I'm using the D1N2 operator.

Didou09 commented 2 years ago

How did you compute the synthetic signal that you use as input for inversion ?

Just to clarify: do you compute the synthetic signal using the SOLPS simulation of the whole cross-section and then try to run an inversion on a small fraction only of that cross-section ? If this is what you are trying to do, it cannot work fine, because the solution you're looking for cannot account for the whole signal (i.e.: for the part of the signal that comes from other parts of the cross-section)

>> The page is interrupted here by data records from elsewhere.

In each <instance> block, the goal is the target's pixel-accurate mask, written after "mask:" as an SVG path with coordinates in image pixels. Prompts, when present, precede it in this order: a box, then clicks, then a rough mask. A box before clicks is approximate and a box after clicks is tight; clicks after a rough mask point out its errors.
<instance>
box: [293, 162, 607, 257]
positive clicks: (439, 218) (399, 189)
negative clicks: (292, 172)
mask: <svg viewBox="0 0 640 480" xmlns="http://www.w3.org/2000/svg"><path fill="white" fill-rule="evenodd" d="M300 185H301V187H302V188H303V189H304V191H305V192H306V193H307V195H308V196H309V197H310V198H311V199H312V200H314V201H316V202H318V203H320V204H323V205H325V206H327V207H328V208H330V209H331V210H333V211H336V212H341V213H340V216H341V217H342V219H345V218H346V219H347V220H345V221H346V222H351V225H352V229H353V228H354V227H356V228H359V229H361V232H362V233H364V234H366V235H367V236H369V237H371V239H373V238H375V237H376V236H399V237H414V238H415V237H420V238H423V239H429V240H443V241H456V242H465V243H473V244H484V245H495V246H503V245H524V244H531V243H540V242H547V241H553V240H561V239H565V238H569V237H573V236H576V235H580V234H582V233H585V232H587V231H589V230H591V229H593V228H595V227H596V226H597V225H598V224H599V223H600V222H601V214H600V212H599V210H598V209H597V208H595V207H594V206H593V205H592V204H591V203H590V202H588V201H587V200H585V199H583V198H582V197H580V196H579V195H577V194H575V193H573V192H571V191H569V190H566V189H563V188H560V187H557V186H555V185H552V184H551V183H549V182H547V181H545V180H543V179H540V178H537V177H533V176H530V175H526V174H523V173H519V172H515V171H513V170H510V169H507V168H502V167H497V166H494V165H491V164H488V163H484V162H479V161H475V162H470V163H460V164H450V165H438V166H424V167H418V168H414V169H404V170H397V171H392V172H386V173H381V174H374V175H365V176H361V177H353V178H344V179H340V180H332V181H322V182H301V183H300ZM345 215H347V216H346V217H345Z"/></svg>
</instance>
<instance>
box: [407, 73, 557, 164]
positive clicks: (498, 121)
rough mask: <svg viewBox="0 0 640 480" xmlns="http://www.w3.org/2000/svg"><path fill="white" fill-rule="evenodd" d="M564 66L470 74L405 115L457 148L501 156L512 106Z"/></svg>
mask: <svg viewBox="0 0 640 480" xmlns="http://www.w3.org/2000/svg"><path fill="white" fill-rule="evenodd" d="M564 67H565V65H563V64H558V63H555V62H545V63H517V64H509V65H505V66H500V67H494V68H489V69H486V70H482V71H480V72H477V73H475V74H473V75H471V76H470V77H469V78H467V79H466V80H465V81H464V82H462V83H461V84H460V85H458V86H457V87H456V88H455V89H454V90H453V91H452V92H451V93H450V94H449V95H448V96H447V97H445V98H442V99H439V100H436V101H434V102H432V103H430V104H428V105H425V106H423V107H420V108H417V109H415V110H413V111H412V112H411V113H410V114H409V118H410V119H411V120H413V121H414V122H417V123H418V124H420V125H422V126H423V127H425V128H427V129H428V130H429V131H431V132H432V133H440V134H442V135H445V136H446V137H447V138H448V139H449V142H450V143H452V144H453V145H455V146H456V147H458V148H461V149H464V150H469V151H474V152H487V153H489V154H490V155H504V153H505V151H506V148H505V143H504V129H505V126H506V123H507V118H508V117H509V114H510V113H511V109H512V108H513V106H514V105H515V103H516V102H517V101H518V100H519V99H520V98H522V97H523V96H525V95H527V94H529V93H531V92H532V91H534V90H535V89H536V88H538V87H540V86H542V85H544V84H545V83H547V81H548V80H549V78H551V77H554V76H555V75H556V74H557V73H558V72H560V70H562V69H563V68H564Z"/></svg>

fsciortino commented 2 years ago

Essentially, yes. I've been computing the synthetic signals from SOLPS on the whole cross-section. I'm trying to reconstruct the lower divertor signal under the assumption that the signal measured in the upper SOL is negligible... but I will try again dropping this assumption and only using LOS that only go through the lower divertor. I'll get back to you with those results!

Didou09 commented 2 years ago

Yes, try that, it should give better results

Didou09 commented 2 years ago

Be conservative for a first test: only keep the LOS that do not get anything from outside of the region you're meshing. Then, if the result is satisfactory, You'll try to gradually add carefully chosen LOS

fsciortino commented 2 years ago

With this set of views

image

I'm now getting this image

fsciortino commented 2 years ago

I'll check again my line-integration routine for synthetic data -- I wouldn't expect it to be a problem, but since I don't seem to get good results, it seems worth another check.

Didou09 commented 2 years ago

On the second figure, there are 3 LOS that show a clear error around channel indices ~17, ~55, ~101. explore the geometry of these LOS to understand why: are they edge channels ?

More generally, explore the channels with the largest errors to understand how to better match your grid and basis functions with your geometry, and to identify issues.

We can arrange a discussion on Monday if you want.